The increasing prevalence of age-appropriate design regulations, as previously discussed, in several US states and Australia is accelerating the demand for technologies that can reliably verify a user's identity and age. This is likely to drive growth in solutions such as AI-driven facial analysis, document verification, and third-party verification services. A key challenge for these services in the coming year will be balancing regulatory requirements with user experience, ensuring both frictionless verification and robust privacy protection.
The second, and arguably more significant, challenge is proving personhood in the age of increasingly sophisticated AI. This has become critical for several reasons. Firstly, as AI becomes more adept at mimicking human behaviour, robust methods are needed to distinguish real individuals from bots and fake accounts. Secondly, proof of personhood has the potential to enhance financial inclusion and broaden access to essential online services, particularly for underserved populations. Thirdly, reliable personhood verification can play a vital role in preventing cyberattacks, including Sybil attacks, which can undermine the integrity of online systems.
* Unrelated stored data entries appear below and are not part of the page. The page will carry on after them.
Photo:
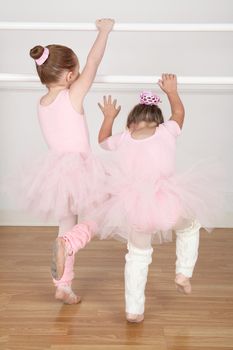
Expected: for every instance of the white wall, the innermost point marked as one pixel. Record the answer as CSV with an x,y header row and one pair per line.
x,y
209,121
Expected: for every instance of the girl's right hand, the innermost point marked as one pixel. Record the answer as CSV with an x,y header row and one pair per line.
x,y
105,24
109,108
168,83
2025 is likely to see further advancements in addressing this complex issue. Various approaches are being explored, including biometric solutions like those offered by Worldcoin (using iris scanning) and Yoti (employing facial recognition), social graph-based methods such as BrightID, and a range of blockchain-based techniques.
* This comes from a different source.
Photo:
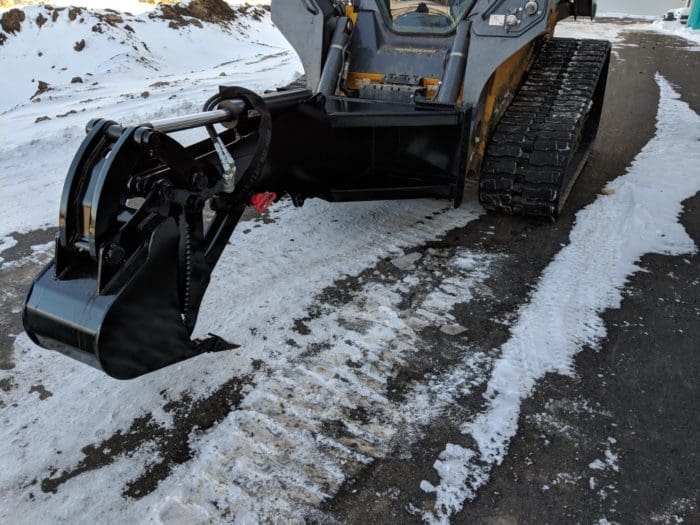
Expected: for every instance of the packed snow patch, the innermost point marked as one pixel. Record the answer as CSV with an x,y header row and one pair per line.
x,y
564,314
The Data Competitive Market. Could Data Become More Important Than Compute?
In April 2023, we discussed the potential for a training data shortage to impede the continued rapid progress of AI. A recent article in Nature magazine underscores this ongoing concern, arguing that “some specialists say that we are now approaching the limits of scaling. That’s in part because of the ballooning energy requirements for computing. But it’s also because LLM developers are running out of the conventional data sets used to train their models.”
One projection (see above) suggests that the supply of high-quality training data could be exhausted as early as 2028. This potential scarcity coincides with increased scrutiny and restrictions from news publishers, academic journals, and other copyright holders regarding the use of their content for AI training.
This situation has given rise to what is being termed the “data competitive market,” where AI labs and companies are vying for a seemingly finite supply of high-quality training data. This market is characterised by several key activities: direct data collection from users through products and services, strategic data partnerships for sharing resources, and data acquisition from third-party brokers.
In this environment, where access to high-quality data is crucial for maintaining AI development momentum, 2025 could be the year that data becomes as strategically important as compute power for the future of AI models.